Depois de falar ao telefone com o chefe do governo de Gibraltar, Fabian Picado, Theresa May afirmou que jamais aceitará que um acordo sobre aquele território seja decidido por outra soberania sem que a população local manifestasse a sua vontade livre e democrática. "A primeira-ministra manifesta o seu total empenhamento em trabalhar com Gibraltar para obter o melhor resultado possível em relação ao brexit e que esse território continuará a participar plenamente no processo de negociações", adiantou o gabinete de May. De recordar que, em 2002, os habitantes de Gibraltar rejeitaram, em referendo, a proposta de partilhar a sua soberania com Espanha.
Também o ministro dos Negócios Estrangeiros britânico assegurou que "Gibraltar não está à venda". "Gibraltar não pode ser moeda de troca. Gibraltar não será vendido", insistiu Boris Johnson em entrevista ao The Sunday Telegraph.
Para Espanha a situação é clara: "quando o Reino Unido sair da UE, o sócio da UE é Espanha e, no caso de Gibraltar, a UE está portanto obrigada a colocar-se ao lado de Espanha", disse ontem em entrevista ao El País o chefe da diplomacia de Madrid. Num tom mais conciliador, Alfonso Dastis notou que o documento proposto por Tusk ainda tem de ser aprovado pelos chefes de Estado e do governo dos 27 países da União Europeia, "mas valorizamos de forma positiva que o documento reconheça a posição de Espanha".
O ministro garantiu ainda que Madrid "não tem a intenção de fechar a fronteira com Gibraltar" e que a "ideia é que os espanhóis que vivem na província de Cádiz e que trabalhem em Gibraltar possam continuar a fazê-lo".
Novo referendo a caminho
Por lidar a nível interno com as pretensões independentistas da Catalunha, a Espanha tem sido vista como um obstáculo a uma Escócia independente se juntar à União Europeia após o brexit. Mas ontem, Madrid deu um primeiro sinal de abertura. "Inicialmente não penso que bloquearíamos", afirmou ao El País o ministro dos Negócios Estrangeiros espanhol.
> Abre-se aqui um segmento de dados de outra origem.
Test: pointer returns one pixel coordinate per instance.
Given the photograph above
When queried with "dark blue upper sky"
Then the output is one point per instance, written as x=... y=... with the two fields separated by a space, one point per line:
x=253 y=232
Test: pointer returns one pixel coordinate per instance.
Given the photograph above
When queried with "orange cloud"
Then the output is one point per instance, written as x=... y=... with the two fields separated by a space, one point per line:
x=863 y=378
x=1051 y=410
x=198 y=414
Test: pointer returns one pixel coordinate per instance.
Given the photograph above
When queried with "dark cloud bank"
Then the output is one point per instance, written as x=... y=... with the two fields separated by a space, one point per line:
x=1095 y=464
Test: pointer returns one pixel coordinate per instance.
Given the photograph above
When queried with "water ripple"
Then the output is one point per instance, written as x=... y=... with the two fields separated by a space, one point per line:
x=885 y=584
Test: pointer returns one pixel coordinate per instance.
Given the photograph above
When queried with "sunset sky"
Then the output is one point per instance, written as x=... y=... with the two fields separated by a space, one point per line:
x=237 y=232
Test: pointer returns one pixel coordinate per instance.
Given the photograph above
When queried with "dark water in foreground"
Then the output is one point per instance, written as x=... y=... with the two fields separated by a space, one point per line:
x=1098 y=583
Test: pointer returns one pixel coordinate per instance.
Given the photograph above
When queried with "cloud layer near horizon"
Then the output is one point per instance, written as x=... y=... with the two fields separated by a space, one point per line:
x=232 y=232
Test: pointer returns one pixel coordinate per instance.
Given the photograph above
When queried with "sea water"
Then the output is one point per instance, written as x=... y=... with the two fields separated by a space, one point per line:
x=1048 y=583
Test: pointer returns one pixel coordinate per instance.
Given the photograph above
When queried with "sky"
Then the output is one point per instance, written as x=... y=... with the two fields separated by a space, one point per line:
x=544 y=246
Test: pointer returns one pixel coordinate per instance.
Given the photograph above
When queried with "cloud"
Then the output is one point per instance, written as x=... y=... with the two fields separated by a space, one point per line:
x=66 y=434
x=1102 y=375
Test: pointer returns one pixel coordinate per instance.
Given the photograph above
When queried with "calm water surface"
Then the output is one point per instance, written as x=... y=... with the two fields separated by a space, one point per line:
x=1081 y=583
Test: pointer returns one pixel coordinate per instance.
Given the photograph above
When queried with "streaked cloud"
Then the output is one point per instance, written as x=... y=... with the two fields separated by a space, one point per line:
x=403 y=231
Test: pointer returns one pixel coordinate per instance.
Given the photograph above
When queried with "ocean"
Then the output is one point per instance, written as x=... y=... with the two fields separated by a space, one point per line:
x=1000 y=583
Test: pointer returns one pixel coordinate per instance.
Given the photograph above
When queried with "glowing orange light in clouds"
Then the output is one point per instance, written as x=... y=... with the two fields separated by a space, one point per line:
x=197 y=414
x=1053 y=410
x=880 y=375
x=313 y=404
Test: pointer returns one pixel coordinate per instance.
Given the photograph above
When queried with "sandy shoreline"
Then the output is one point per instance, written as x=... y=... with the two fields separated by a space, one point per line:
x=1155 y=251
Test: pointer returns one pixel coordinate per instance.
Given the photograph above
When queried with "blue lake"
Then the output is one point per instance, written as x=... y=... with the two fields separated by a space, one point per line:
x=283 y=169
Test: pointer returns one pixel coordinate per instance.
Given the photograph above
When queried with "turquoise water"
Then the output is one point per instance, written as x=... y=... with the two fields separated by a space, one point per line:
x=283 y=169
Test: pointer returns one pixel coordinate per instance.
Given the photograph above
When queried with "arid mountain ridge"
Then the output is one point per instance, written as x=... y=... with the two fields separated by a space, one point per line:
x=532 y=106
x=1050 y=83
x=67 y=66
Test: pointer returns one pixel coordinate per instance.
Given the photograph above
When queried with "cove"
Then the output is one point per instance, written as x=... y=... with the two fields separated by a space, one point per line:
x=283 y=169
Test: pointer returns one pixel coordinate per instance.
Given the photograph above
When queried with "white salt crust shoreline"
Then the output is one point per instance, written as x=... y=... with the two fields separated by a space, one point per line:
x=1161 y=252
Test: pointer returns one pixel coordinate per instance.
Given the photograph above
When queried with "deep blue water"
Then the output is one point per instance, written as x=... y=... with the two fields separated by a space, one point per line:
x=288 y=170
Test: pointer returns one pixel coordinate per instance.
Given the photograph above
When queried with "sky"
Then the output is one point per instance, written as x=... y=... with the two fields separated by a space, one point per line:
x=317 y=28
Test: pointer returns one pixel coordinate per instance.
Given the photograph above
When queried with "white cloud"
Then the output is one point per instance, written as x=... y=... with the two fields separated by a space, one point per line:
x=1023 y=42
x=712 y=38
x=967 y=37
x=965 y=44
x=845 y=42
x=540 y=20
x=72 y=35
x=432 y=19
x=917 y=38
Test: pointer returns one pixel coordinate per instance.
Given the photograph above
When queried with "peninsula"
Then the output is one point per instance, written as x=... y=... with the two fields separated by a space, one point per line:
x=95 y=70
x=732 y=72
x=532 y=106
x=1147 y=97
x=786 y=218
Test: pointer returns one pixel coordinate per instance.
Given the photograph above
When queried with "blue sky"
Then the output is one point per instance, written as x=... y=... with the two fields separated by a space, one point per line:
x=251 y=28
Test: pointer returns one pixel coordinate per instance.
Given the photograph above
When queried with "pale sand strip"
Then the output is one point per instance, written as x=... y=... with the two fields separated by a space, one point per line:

Mas tornou claro que primeiro a Escócia terá de deixar o bloco juntamente com o Reino Unido, "depois logo veremos" e sublinhou que Espanha "não vê com bons olhos que nenhum Estado europeu inicie processos de fragmentação".
"Disto isto, se, em aplicação das suas leis, o resultado desse processo for uma divisão do Reino Unido, qualquer parte do Reino Unido que se torne um Estado e que queira aderir à UE terá de candidatar-se. E seguir os passos estipulados", fez notar Alfonso Dastis.
Depois do referendo de 2014 - no qual o não venceu com 55,3% - o primeiro-ministro espanhol, Mariano Rajoy, afirmou que a independência da Escócia seria uma catástrofe que poderia causar a desintegração europeia. Um tom que tem vindo a suavizar-se desde que o Reino Unido votou para sair da UE.
Na sexta-feira, governo da Escócia notificou Theresa May do pedido para organizar um segundo referendo sobre a independência.